Longoria, who went 0-for-5 and left six runners on base, preached perspective.
"I think what we've got to do is realize that we're still within striking distance even though we've been playing probably our worst baseball that we've played all year and we're still right there," he said. "We just have to keep coming to the field every day hoping and praying that things are going to turn around."
Shields (6-7), who felt he had good stuff, gave up four runs over seven innings, striking out seven and walking one. The Padres did most of their damage with the long ball: Will Venable hit a two-run homer in the fifth and Adrian Gonzalez ripped a solo shot over the centerfield wall in the sixth.
But one of the game's tipping points came on a controversial balk call in the seventh, after the Rays had battled back with three in the sixth to tie. Scott Hairston led off with a single and advanced to second on Shields' balk. Shields then got the next two outs, but Jerry Hairston drove in the go-ahead run with a single to left.
Shields and manager Joe Maddon disagreed with the call, with Maddon saying it was "kind of a really unusual call at a really critical part of the game.
"I didn't see him do anything different from what he normally does," Maddon said.
Said Shields: "I've never gotten a balk call on me in my career, minor leagues, big leagues, anything. I could understand if I moved my shoulder, didn't double set my hands, kind of tucked my knee a little bit before I went over. But I've never been called about not stepping off the back of the rubber. … It's a tough thing to swallow."

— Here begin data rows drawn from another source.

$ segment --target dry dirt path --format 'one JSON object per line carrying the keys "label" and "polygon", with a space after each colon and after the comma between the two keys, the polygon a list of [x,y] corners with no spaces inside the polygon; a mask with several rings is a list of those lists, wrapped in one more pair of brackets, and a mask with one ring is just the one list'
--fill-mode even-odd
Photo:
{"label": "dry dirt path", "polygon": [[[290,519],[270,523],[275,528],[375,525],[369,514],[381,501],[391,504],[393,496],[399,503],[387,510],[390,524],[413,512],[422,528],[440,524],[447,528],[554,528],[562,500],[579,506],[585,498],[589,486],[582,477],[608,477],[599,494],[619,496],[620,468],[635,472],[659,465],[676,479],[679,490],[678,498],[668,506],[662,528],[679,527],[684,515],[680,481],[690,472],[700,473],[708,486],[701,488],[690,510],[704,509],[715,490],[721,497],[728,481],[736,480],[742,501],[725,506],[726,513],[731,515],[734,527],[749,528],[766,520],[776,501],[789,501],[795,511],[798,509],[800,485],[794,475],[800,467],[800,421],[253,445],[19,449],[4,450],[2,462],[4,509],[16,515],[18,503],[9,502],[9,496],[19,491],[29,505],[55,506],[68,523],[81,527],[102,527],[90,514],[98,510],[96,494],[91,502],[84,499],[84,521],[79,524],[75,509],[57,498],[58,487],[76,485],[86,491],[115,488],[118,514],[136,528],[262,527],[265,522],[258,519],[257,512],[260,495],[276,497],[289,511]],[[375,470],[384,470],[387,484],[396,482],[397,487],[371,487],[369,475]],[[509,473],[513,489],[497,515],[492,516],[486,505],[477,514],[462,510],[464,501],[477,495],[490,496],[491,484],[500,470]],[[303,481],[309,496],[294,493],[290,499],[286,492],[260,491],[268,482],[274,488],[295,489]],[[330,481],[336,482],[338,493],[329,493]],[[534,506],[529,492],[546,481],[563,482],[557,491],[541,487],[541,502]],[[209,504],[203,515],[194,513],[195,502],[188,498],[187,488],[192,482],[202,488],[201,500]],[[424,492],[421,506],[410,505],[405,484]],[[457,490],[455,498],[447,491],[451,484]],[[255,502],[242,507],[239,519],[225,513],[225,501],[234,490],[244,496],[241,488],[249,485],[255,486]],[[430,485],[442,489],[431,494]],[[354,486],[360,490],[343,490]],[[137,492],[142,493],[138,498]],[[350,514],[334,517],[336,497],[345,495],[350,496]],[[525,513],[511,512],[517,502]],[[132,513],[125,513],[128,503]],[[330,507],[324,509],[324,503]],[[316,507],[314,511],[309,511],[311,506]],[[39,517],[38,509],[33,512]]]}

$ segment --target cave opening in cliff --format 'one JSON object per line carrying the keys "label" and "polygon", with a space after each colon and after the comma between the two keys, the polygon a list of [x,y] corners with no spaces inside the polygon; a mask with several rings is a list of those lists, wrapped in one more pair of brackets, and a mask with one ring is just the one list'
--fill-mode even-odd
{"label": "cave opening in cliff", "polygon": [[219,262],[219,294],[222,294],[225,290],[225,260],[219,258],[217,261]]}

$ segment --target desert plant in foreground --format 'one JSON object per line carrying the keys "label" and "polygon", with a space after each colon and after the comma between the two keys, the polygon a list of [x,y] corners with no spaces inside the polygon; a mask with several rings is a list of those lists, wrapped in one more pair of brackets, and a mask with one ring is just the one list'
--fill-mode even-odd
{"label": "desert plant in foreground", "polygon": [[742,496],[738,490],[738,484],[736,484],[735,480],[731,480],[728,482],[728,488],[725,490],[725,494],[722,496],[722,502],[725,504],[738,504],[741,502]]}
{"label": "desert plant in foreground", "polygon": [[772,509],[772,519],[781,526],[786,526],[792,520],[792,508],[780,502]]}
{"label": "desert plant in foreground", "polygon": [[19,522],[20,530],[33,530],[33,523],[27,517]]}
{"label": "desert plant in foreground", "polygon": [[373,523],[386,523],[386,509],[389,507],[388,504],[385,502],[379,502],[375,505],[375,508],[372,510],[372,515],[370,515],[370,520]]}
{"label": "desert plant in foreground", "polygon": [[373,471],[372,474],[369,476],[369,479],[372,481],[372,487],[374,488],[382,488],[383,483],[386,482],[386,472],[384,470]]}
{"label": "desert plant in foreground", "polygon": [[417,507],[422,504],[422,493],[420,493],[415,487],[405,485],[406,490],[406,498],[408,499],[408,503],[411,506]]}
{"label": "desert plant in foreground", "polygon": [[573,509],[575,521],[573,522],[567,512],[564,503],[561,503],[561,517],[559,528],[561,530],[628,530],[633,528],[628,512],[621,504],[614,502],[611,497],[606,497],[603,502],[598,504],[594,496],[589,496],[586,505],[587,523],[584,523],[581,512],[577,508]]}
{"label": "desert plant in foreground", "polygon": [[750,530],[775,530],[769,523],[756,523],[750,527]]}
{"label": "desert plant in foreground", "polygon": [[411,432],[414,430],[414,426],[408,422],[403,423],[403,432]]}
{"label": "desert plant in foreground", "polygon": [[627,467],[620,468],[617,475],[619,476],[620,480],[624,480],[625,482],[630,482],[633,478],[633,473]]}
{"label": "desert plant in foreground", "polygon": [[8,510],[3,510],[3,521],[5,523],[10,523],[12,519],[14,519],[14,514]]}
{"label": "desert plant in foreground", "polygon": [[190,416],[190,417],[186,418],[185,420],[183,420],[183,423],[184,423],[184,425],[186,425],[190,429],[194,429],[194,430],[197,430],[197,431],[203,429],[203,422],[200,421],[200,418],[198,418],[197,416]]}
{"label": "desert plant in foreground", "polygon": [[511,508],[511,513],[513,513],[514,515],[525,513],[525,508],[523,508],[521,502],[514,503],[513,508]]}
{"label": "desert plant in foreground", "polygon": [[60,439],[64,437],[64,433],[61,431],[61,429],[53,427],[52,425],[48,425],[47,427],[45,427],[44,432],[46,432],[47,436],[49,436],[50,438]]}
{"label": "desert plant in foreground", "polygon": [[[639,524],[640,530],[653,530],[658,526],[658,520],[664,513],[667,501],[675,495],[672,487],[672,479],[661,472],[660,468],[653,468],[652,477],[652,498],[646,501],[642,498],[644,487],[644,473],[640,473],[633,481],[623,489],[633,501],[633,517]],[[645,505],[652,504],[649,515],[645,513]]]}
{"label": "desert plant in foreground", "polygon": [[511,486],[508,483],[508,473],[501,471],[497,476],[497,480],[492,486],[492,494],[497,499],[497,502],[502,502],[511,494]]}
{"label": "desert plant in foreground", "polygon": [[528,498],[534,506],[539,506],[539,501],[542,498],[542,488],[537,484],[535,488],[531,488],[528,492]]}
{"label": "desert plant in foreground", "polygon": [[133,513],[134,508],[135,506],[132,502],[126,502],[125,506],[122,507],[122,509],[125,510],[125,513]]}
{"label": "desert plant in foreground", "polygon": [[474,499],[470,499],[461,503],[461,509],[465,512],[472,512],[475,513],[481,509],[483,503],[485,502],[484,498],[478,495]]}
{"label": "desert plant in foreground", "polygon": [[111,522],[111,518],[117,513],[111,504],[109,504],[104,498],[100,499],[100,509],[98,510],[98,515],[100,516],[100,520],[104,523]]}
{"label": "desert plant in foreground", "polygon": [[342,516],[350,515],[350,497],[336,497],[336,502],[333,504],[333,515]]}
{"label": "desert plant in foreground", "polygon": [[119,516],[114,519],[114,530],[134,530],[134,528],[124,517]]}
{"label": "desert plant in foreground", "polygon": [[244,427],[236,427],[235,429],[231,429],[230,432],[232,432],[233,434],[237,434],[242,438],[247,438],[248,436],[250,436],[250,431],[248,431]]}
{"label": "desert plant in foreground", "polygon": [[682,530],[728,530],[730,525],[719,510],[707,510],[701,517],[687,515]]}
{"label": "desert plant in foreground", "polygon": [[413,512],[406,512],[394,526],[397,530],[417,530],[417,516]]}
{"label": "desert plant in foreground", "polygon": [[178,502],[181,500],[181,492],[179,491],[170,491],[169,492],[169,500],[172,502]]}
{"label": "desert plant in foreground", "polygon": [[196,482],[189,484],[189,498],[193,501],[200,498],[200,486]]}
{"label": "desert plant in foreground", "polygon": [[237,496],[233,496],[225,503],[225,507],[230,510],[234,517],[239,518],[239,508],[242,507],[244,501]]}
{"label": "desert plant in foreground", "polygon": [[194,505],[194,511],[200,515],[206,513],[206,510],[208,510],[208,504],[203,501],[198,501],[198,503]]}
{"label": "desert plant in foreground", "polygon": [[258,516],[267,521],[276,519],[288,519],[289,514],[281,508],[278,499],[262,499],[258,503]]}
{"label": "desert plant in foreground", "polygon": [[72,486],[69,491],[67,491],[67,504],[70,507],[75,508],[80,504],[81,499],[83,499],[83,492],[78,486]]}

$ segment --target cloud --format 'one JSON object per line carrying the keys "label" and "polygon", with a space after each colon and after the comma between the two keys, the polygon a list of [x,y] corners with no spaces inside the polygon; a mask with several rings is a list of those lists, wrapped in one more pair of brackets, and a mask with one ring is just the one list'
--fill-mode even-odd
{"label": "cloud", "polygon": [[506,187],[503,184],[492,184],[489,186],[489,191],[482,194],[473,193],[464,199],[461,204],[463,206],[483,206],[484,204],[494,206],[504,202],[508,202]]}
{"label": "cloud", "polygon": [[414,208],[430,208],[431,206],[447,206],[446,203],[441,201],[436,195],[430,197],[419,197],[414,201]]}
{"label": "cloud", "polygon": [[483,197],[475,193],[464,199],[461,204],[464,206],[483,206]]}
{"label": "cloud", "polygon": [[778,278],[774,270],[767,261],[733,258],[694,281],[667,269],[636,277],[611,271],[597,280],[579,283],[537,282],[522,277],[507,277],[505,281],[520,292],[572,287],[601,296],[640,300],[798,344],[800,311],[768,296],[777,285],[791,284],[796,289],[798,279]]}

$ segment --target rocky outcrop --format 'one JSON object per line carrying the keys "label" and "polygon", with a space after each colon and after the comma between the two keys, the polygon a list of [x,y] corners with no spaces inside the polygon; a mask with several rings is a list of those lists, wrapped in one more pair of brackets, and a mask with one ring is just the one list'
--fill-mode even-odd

The Rays battled back, with B.J. Upton sparking their offense. Upton, who went 2-for-4 with two steals, knocked in a run in the sixth and scored another. Sean Rodriguez homered to tie it at 3.
"We had a little bit more fight tonight," Upton said.
Reliever Joaquin Benoit gave up a solo homer to Chase Headley in the ninth, which proved to be a big insurance run. That's because Jason Bartlett, aboard on a one-out double in the bottom half, scored on a throwing error by Headley at third base when Carl Crawford hit a potential game-ending grounder.
That set the stage for Longoria, whose high hopes entering the game were dashed when he was struck out by closer Heath Bell.
"Ten times out of 10 I'll take that opportunity in the ninth and hope to drive the guy in to win the game or tie it up," Longoria said. "Again, it's just not that time for me now and we've got to keep plugging to win."